Back in 2015 I reviewed Lorna Gibb’s first novel, A Ghost’s Story, a fascinating exploration of belief and longing to believe set against the backdrop of nineteenth-century spiritualism. I follow her on Twitter so knew she was writing something about childlessness and hoped I’d be offered it for review. It’s a state she and I share but I’m childless by choice whereas she had assumed she would have children.
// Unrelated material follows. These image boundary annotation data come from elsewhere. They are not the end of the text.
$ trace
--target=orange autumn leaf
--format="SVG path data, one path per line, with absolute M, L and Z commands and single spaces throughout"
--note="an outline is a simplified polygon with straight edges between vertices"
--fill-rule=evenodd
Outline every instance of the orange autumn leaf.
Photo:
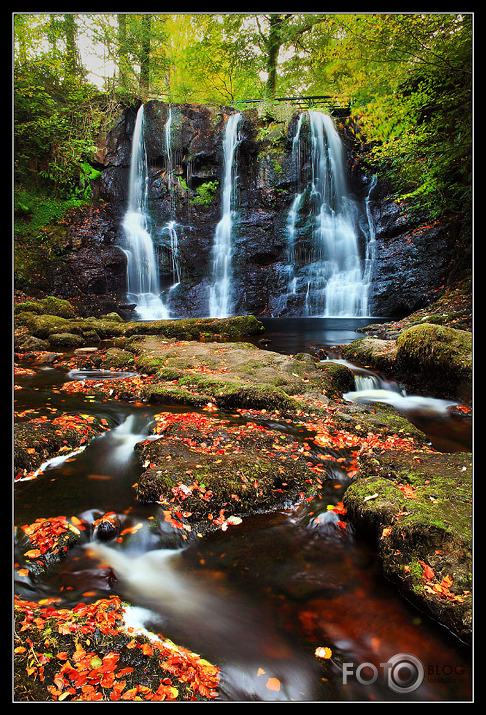
M 39 551 L 39 549 L 31 549 L 30 551 L 26 551 L 24 556 L 27 556 L 29 559 L 36 559 L 38 556 L 42 556 L 42 552 Z
M 444 576 L 442 581 L 440 582 L 440 585 L 442 588 L 450 588 L 452 586 L 452 579 L 450 576 Z
M 324 658 L 325 660 L 327 660 L 332 656 L 332 650 L 327 646 L 319 646 L 319 648 L 315 649 L 314 655 L 317 658 Z
M 422 568 L 424 570 L 423 571 L 424 578 L 427 579 L 427 581 L 430 581 L 431 579 L 433 579 L 435 576 L 434 569 L 431 569 L 430 566 L 425 563 L 425 561 L 419 561 L 419 564 L 422 566 Z

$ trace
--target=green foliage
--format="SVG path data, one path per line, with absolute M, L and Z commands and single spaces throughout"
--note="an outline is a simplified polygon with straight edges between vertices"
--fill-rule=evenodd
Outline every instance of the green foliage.
M 15 178 L 24 186 L 88 199 L 96 135 L 120 104 L 266 97 L 273 112 L 274 94 L 331 94 L 352 98 L 370 159 L 397 198 L 431 217 L 470 210 L 471 15 L 17 14 L 14 21 Z M 81 32 L 115 63 L 104 91 L 86 81 Z M 193 202 L 209 203 L 212 187 L 201 189 Z M 16 215 L 25 218 L 29 206 L 17 202 Z

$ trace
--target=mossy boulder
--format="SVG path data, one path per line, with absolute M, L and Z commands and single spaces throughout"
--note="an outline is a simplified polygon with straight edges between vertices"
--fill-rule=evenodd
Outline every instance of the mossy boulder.
M 183 513 L 199 530 L 218 515 L 277 508 L 317 489 L 291 434 L 200 413 L 161 413 L 157 431 L 160 439 L 136 446 L 145 466 L 137 498 Z
M 387 375 L 393 375 L 396 350 L 394 340 L 382 340 L 367 336 L 359 338 L 349 345 L 344 345 L 342 355 L 351 362 L 371 367 Z
M 122 348 L 109 348 L 101 361 L 103 368 L 112 368 L 113 370 L 133 369 L 134 363 L 133 354 Z
M 343 356 L 403 383 L 407 392 L 472 399 L 472 333 L 422 323 L 396 339 L 365 337 L 344 346 Z
M 14 469 L 25 476 L 52 457 L 76 449 L 103 432 L 101 423 L 87 415 L 53 420 L 36 418 L 14 426 Z
M 362 455 L 343 498 L 376 539 L 385 575 L 421 610 L 471 640 L 471 454 Z
M 194 404 L 190 393 L 195 393 L 222 409 L 295 414 L 309 404 L 317 409 L 341 397 L 354 384 L 343 365 L 318 363 L 309 355 L 281 355 L 245 342 L 174 342 L 141 335 L 128 338 L 126 349 L 133 352 L 137 370 L 153 375 L 154 384 L 170 383 L 172 396 L 179 389 L 177 397 L 187 396 L 186 404 Z
M 68 350 L 69 348 L 80 348 L 85 344 L 85 339 L 81 335 L 73 333 L 52 333 L 49 335 L 48 343 L 51 348 Z
M 61 318 L 75 317 L 75 311 L 71 303 L 55 296 L 18 303 L 15 306 L 15 312 L 17 314 L 31 312 L 38 315 L 57 315 Z

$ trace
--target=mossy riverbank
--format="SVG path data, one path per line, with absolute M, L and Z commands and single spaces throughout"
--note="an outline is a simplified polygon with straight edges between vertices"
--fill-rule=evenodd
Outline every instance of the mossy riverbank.
M 80 319 L 68 314 L 66 305 L 53 306 L 49 301 L 47 309 L 62 309 L 65 315 L 36 312 L 32 306 L 18 311 L 16 357 L 22 365 L 47 361 L 66 371 L 128 370 L 130 375 L 109 385 L 96 378 L 70 380 L 61 389 L 99 396 L 109 390 L 110 399 L 160 406 L 159 439 L 140 442 L 135 450 L 141 475 L 134 499 L 162 504 L 186 534 L 204 533 L 238 524 L 257 511 L 318 498 L 323 480 L 338 466 L 345 518 L 374 540 L 387 578 L 461 640 L 471 639 L 470 454 L 436 452 L 427 436 L 392 407 L 343 400 L 354 379 L 345 365 L 319 363 L 308 354 L 280 355 L 245 342 L 261 332 L 251 316 L 209 324 L 131 324 L 115 316 Z M 67 321 L 69 335 L 81 339 L 69 351 L 56 351 L 51 342 L 65 327 L 59 320 Z M 428 327 L 425 333 L 430 336 Z M 356 344 L 350 348 L 355 349 Z M 465 356 L 461 365 L 466 363 Z M 184 409 L 174 412 L 173 406 Z M 27 420 L 16 426 L 16 471 L 24 476 L 60 453 L 60 425 L 42 420 L 39 441 L 38 426 L 32 429 L 36 424 Z M 64 439 L 68 430 L 73 433 L 64 449 L 106 429 L 97 421 L 73 418 L 62 427 Z M 68 547 L 76 542 L 72 535 Z M 27 541 L 25 552 L 32 546 Z M 48 559 L 49 553 L 35 560 Z M 20 607 L 19 617 L 25 608 Z M 29 608 L 39 616 L 35 605 Z M 29 623 L 35 630 L 35 618 Z M 17 647 L 28 651 L 26 638 L 32 633 L 20 628 L 17 635 Z M 66 637 L 75 637 L 74 631 Z M 106 653 L 117 650 L 116 643 L 110 642 Z M 25 659 L 24 651 L 16 657 Z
Childless Voices is divided into sections each of which examines childlessness from a variety of perspectives – from infertility to bereavement, choice to enforced sterilisation – against cultural backgrounds which range from tolerant to downright cruel. Each section is followed by short personal reflections. Gibb’s hope is that her book will give a voice to some who are unable to speak freely themselves
As you might expect, it’s an intensely personal book at times but Gibb’s empathy is firmly anchored in careful research and the testimony of others, rounded off with a thorough bibliography. Her experience of living in Qatar and her interviews with women in rural India are particularly poignant, shocking at times. Infertility in the Western world is hard enough to bear for those who wish to have children but in many parts of the world where women are often seen of worth only for their ability to bear them, it commonly leads to ostracism, violence and suicide. Other cultures have more creative ways of dealing with what they perceive as a problem – mention of Albania’s sworn virgins reminded me of Elvira Dones’ fascinating novel.
It was a bitter yearning of a few years for me; time passed and there was no more longing, just a sense of absence
Gibb’s own experience of endometriosis, the worst her surgeon has ever seen, is harrowing. She writes eloquently of coping with questions about childlessness which so often results in a gush of sympathy, inappropriate from strangers. In her final section, she reflects on what her childlessness means to her and her coming to turns with it. There’s not a trace of self-pity in this powerful book, entirely excusable though it would. Gibb’s experience has been underpinned with the loving support of her husband who, of course, is childless, too. Her book is dedicated to him.